Recht, Politik & EU Einer Ausweitung der Strafvorschriften zur Kontaktanbahnung zwischen Pädophilen und Kindern im Internet stehen verschiedene führende Strafrechtler laut einem Bericht des 'Spiegels' skeptisch gegenüber.
Für eine Nachbesserung in diesem Zusammenhang spricht sich beispielsweise die bayerische Justizministerin Beate Merk von der CSU aus. Der Strafrechtsprofessor Joachim Renzikowski sagte in diesem Zusammenhang, dass das "Cyber-Grooming", also die sexuell motivierte Kontaktanbahnung zu Kindern über Internetdienste, bereits strafrechtlich erfasst ist.

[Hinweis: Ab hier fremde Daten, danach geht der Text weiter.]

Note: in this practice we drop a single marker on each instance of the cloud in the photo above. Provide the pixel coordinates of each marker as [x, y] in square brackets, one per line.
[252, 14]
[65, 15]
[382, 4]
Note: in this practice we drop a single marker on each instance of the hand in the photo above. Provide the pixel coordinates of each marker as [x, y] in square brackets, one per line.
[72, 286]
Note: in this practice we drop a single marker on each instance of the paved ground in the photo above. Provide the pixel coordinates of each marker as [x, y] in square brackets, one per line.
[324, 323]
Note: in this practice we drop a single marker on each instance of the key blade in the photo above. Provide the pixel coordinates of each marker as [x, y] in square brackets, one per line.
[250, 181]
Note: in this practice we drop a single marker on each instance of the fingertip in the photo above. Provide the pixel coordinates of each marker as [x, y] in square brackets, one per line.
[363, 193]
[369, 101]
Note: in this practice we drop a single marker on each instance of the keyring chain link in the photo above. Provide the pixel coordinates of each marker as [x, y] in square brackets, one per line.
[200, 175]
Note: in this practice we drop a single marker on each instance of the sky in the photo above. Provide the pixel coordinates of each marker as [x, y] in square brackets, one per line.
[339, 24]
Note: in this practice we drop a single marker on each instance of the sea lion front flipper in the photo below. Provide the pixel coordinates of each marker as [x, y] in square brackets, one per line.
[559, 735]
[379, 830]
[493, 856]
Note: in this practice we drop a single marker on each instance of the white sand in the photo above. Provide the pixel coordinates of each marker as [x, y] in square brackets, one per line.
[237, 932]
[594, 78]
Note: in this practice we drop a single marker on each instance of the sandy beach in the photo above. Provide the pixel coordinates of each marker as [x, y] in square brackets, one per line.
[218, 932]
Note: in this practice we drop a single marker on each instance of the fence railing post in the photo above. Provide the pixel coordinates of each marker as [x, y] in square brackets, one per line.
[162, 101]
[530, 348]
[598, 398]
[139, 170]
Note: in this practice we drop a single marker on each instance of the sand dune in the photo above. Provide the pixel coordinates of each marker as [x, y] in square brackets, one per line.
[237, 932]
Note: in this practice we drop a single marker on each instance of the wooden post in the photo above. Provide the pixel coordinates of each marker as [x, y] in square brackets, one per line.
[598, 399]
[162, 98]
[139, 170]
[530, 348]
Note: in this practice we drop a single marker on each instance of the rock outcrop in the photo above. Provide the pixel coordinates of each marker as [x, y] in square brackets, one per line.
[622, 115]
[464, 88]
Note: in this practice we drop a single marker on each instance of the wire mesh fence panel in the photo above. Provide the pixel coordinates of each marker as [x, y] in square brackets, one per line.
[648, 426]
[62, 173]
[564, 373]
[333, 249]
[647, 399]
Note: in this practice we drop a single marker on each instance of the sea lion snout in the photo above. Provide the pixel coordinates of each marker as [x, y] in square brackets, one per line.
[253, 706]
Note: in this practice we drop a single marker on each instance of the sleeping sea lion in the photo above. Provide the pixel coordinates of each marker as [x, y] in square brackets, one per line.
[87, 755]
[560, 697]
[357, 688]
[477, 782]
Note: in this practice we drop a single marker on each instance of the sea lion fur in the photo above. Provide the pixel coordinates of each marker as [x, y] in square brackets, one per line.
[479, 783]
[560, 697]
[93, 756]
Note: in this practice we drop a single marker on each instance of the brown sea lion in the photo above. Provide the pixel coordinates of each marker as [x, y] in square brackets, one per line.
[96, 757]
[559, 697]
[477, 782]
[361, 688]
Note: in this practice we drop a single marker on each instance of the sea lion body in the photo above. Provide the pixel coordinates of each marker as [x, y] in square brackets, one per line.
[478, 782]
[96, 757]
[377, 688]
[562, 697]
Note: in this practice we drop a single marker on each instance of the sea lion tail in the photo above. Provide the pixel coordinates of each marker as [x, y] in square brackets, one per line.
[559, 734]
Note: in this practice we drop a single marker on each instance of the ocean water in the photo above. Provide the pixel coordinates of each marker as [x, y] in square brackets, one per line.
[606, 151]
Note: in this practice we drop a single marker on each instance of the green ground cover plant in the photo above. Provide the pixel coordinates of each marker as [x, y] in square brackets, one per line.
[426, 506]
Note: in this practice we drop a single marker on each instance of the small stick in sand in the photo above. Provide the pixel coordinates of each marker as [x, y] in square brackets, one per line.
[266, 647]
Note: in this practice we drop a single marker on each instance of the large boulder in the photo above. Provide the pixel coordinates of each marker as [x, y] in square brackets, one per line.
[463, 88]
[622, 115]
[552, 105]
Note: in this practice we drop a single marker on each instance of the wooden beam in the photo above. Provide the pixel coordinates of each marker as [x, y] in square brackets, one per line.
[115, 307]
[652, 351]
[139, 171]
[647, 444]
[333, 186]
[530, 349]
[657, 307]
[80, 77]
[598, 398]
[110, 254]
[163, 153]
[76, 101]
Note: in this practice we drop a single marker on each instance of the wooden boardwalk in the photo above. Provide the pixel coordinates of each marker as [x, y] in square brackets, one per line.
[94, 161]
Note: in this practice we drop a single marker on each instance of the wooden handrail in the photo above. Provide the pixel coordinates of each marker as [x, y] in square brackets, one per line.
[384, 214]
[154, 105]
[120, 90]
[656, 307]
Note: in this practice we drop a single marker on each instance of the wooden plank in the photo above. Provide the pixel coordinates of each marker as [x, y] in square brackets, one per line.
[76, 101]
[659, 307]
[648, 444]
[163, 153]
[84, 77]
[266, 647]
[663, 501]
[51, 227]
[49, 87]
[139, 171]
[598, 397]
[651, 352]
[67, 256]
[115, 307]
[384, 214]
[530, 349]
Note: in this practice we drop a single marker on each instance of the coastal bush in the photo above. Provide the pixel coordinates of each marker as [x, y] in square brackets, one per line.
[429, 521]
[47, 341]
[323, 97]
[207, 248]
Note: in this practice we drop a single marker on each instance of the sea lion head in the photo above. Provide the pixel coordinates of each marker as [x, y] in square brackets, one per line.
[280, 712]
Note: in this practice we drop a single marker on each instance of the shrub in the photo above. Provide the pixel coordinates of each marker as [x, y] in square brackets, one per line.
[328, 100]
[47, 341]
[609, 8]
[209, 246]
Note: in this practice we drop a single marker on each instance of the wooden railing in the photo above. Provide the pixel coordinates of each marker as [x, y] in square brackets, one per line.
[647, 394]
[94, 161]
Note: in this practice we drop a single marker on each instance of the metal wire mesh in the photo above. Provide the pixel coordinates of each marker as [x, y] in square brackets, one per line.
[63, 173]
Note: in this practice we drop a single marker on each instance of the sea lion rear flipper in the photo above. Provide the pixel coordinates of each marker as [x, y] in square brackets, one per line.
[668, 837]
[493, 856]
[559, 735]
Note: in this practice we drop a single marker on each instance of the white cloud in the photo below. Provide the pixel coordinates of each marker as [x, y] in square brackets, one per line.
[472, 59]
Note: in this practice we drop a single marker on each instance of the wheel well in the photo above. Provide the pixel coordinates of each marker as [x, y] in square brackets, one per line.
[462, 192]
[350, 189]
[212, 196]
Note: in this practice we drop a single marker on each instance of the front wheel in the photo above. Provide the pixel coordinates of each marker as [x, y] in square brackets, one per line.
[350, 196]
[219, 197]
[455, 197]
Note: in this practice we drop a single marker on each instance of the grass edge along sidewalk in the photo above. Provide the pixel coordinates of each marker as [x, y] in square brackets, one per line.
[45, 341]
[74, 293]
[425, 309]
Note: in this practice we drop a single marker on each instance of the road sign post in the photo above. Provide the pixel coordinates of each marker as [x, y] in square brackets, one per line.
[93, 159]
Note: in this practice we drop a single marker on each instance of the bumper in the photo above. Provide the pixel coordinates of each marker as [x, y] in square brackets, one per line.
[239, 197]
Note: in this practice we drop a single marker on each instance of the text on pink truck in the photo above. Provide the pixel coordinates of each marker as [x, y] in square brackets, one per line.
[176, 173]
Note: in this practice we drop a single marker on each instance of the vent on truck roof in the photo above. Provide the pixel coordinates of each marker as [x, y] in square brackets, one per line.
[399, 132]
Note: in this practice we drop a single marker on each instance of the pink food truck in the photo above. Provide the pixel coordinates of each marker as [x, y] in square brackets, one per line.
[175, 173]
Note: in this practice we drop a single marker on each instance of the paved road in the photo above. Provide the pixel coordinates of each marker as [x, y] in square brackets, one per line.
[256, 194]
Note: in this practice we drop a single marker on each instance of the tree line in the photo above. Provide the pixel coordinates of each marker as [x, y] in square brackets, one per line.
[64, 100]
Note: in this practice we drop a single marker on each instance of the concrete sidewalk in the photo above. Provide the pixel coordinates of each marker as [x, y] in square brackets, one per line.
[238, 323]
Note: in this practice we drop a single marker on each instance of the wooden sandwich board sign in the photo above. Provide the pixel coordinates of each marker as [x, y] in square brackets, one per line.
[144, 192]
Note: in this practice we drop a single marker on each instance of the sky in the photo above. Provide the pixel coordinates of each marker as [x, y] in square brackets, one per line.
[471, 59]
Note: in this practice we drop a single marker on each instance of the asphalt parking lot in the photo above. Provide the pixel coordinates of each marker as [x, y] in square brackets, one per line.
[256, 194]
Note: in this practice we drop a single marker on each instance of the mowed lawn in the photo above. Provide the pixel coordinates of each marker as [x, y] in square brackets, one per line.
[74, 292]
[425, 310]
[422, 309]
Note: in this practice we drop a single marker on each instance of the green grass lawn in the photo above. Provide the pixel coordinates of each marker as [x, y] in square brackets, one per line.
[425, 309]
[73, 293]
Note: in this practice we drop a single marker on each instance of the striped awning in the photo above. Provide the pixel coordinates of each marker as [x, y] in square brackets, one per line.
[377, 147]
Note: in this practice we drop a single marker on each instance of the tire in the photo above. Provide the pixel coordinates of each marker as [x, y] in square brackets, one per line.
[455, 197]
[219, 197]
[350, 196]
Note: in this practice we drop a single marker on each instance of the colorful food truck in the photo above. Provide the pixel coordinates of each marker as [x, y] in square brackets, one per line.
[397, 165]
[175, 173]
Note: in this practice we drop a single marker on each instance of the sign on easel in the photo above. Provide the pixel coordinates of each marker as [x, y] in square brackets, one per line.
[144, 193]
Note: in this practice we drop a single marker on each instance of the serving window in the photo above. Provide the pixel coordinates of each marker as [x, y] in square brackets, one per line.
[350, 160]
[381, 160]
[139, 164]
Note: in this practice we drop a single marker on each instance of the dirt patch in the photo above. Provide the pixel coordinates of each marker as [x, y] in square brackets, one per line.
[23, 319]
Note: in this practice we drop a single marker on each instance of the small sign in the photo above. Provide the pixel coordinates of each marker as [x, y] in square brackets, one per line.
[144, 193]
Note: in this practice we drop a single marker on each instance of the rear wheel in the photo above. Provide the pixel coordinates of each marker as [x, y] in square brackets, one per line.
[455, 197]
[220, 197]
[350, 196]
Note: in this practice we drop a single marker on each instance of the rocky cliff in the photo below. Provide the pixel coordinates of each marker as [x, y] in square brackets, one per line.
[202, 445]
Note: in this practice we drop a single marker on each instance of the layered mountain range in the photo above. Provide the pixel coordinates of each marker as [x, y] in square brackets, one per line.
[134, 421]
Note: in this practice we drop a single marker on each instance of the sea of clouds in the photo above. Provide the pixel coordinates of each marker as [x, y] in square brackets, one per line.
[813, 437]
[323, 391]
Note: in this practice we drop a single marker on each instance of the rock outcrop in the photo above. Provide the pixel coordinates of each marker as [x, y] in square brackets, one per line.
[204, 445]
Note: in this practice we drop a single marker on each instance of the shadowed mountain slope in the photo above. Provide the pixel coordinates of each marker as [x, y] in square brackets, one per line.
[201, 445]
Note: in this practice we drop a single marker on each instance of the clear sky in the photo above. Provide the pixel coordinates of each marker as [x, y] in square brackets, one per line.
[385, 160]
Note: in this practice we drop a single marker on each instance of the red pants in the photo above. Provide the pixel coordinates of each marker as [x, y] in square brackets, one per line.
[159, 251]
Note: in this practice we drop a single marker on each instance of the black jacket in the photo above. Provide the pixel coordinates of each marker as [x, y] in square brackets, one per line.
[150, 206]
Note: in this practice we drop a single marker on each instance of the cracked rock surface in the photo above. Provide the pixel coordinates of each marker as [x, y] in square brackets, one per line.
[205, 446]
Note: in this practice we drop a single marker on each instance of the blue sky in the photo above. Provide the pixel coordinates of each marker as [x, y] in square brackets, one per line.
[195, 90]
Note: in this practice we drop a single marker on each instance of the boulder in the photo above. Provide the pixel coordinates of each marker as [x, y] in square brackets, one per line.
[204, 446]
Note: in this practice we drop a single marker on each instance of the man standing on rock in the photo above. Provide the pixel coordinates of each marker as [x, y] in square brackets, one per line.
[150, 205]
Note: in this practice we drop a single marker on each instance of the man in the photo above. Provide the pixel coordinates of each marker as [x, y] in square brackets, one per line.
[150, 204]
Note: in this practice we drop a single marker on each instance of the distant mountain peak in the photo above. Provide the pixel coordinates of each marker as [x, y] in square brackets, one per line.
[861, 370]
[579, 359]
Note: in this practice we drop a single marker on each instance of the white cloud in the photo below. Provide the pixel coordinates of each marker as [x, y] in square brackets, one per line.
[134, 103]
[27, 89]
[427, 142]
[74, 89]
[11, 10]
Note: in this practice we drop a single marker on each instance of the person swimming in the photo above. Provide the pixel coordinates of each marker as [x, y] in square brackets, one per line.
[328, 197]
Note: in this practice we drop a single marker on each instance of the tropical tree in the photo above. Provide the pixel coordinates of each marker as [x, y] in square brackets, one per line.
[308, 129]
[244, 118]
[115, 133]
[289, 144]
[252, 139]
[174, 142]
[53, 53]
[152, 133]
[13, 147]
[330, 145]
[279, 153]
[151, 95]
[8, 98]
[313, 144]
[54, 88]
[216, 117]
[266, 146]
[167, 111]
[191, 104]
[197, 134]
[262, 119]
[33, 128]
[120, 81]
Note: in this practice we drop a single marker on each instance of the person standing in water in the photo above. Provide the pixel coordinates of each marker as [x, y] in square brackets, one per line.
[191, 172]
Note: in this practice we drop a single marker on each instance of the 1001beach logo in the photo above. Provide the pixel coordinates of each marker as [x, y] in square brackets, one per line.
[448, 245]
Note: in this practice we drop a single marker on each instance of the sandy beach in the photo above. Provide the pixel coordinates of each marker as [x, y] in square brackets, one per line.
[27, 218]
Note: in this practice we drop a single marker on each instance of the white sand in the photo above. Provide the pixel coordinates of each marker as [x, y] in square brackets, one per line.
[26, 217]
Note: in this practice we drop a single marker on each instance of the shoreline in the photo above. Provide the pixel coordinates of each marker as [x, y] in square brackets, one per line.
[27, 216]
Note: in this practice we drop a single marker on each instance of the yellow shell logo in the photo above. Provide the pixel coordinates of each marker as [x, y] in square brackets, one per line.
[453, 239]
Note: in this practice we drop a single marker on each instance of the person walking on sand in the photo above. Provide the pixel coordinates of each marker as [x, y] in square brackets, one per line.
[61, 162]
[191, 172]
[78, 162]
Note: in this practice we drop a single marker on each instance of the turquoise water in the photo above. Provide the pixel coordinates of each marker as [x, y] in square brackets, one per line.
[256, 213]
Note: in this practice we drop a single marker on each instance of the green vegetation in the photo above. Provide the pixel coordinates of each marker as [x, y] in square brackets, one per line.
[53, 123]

Seinen Angaben zufolge drohen diesbezüglich bereits Freiheitsstrafen von bis zu fünf Jahren. Aus "rechtlichen und praktischen Gründen" hält überdies Thomas Fischer, Richter am Bundesgerichtshof, nur wenig von einer Strafverschärfung.

In seinen Augen ist es rational kaum nachvollziehbar, dass die versuchte Verabredung im Internet mit bis zu fünf Jahren Haft bestraft werde, die tatsächliche Verabredung unter Anwesenden in der wirklichen Welt aber straflos ist.

Ausgelöst wurde diese Debatte durch die Fernsehreihe "Tatort Internet", welche auf RTL 2 gesendet wird. Die Sendung wird von der für den Privatsender zuständigen Hessischen Landesanstalt genau untersucht. Geprüft wird unter anderem, ob medienrechtliche Vorgaben eingehalten werden.